= Ann Patton Malone =

Ann Patton Malone (fl. 1969–2018) is a historian and educator focused on the Reconstruction Era and the Louisiana plantation systems. Also known as Ann Patton Baenziger Malone, she married Roger Baenziger in the 1950s.

==Career==
Malone attended Southwest Texas State University, where her master's thesis was Bold Beginnings: The Radical Program in Texas, 1870-1873 (1970). Malone studied history of the Reconstruction era for five years.

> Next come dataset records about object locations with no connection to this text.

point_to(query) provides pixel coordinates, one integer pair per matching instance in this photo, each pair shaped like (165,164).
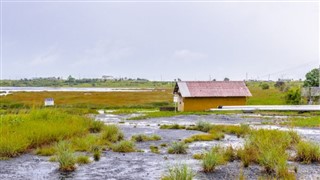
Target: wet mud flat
(147,165)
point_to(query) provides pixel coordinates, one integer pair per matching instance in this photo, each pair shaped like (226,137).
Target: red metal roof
(213,89)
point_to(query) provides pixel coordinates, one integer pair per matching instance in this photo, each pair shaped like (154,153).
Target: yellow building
(204,95)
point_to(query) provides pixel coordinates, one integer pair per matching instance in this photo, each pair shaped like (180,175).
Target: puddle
(146,165)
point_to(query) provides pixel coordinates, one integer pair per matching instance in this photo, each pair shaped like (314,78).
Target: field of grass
(90,99)
(271,96)
(304,122)
(20,132)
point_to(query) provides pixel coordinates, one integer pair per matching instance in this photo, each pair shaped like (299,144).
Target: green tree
(312,78)
(293,96)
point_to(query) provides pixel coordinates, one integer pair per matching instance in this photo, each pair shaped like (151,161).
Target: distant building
(285,80)
(203,95)
(49,102)
(107,77)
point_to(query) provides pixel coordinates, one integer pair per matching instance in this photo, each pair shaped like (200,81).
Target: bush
(308,152)
(83,160)
(204,137)
(203,126)
(142,138)
(211,159)
(154,149)
(46,151)
(65,157)
(96,126)
(124,146)
(84,143)
(229,154)
(112,133)
(173,126)
(264,86)
(293,96)
(179,172)
(178,148)
(38,127)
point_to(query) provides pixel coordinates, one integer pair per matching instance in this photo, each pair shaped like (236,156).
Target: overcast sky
(154,40)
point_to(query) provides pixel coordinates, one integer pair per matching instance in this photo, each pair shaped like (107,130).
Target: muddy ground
(147,165)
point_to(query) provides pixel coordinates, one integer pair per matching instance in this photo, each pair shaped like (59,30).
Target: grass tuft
(143,138)
(124,146)
(154,149)
(211,159)
(112,133)
(96,126)
(46,151)
(179,172)
(308,152)
(83,160)
(65,157)
(178,148)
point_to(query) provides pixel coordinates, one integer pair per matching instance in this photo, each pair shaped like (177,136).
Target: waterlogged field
(93,100)
(111,146)
(132,139)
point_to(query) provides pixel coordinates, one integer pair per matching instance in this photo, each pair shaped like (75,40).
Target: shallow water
(147,165)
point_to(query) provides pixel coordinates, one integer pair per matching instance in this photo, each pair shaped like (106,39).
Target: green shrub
(229,154)
(205,137)
(124,146)
(38,127)
(96,126)
(154,149)
(46,151)
(84,143)
(172,126)
(178,148)
(203,126)
(83,160)
(112,133)
(198,156)
(96,150)
(163,145)
(308,152)
(179,172)
(268,148)
(142,138)
(265,86)
(210,160)
(293,96)
(65,157)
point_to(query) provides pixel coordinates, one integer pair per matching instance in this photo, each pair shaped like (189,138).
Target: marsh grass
(38,127)
(239,131)
(172,126)
(212,159)
(229,154)
(303,122)
(308,152)
(92,100)
(154,149)
(124,146)
(177,148)
(65,157)
(143,138)
(198,156)
(46,151)
(268,148)
(204,137)
(85,143)
(96,150)
(83,160)
(179,172)
(112,133)
(96,126)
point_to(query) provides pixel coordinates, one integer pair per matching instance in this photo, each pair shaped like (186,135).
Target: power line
(289,69)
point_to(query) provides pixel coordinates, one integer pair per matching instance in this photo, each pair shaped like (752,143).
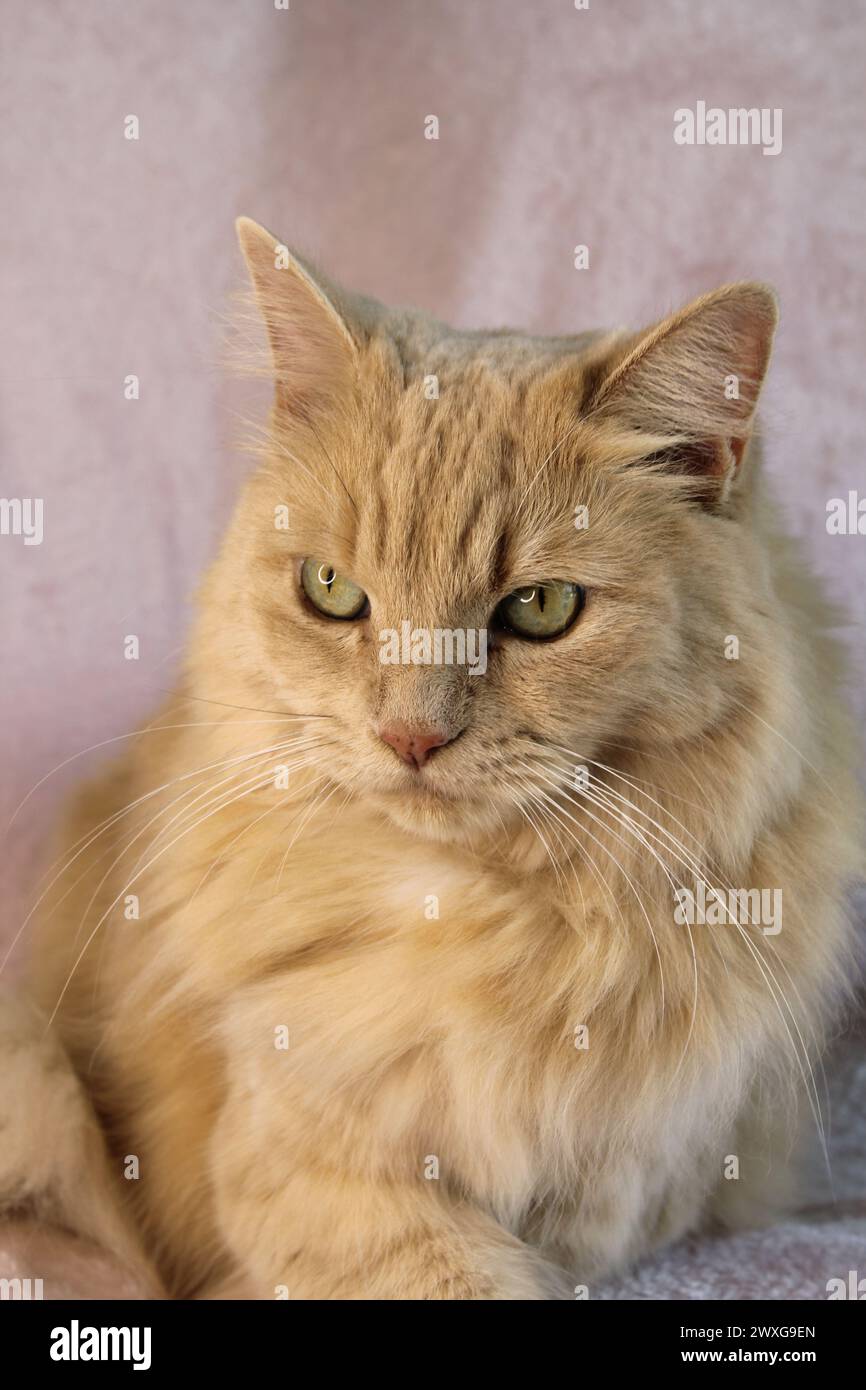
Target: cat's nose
(413,744)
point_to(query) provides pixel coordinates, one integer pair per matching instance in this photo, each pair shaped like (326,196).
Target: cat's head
(487,558)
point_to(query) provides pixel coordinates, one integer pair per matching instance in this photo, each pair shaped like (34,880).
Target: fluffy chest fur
(377,963)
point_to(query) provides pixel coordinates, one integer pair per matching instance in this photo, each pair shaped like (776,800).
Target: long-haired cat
(469,922)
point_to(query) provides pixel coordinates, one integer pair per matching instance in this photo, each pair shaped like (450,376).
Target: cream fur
(414,1036)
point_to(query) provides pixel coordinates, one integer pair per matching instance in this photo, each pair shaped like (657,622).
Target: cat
(370,963)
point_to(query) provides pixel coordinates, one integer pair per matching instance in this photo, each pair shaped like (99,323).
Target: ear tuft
(694,380)
(313,350)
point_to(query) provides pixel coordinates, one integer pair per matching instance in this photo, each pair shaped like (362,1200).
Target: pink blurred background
(556,128)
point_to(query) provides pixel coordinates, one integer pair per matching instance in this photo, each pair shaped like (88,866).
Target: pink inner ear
(738,448)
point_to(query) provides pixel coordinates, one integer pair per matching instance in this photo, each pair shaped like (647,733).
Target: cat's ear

She began teaching American History at Southwest Texas State University around 1967. By 1969, she had written several scholarly articles about the Reconstruction era. She wrote The Texas State Police during Reconstruction: A Reexamination (April 1969) (Note: She was a descendant of Thomas Patton, a Texas State Police sergeant.) about the positive contributions that the state police made to combat violence during the reconstruction in Texas (1865–1899). Prior to her article, the State Police had a bad reputation for their role after the American Civil War. The state police supported local law enforcement, who were not equipped to manage the level of violence throughout Texas, as needed to suppress crime. Malone stated that, "Considerable evidence indicates that most of the unpopularity of the State Police was due to its racial composition and political association… The hostility toward the force was, for the most part, an expression of conservative resentment of Negro and Radical domination." She found that the racial composition of the group was 40% Blacks and 60% Whites.

In 1971, she received the Martha Washington Award for her work for the American Revolution Bicentennial Commission as a Research Historian. The Texas Society Sons of the American Revolution presented the award.

She was among the faculty of the Social Science Department of Northwestern State University and the Illinois State University. Malone was a leader in the ethnographic study of the Magnolia Plantation, which is part of the Cane River Creole National Historical Park.

She authored the book Women on the Texas Frontier: A Cross-Cultural Perspective (1983). She wrote Sweet Chariot (1992) about households and families of enslaved people in the 19th century, based upon the research of 155 slave communities located in Louisiana. The study leveraged techniques developed by Peter Laslett in the study of pre-industrial English households and families.

==Personal life==
She was the daughter of Emmitt Patton, a Texas rancher. She wrote and illustrated The Patton Family.

By 1962, Malone and Roger Baenziger had three children: Bart, Julie, and Jeff. She lived in Natchitoches, Louisiana by 1994. By 2018, she was Ann Patton Rose.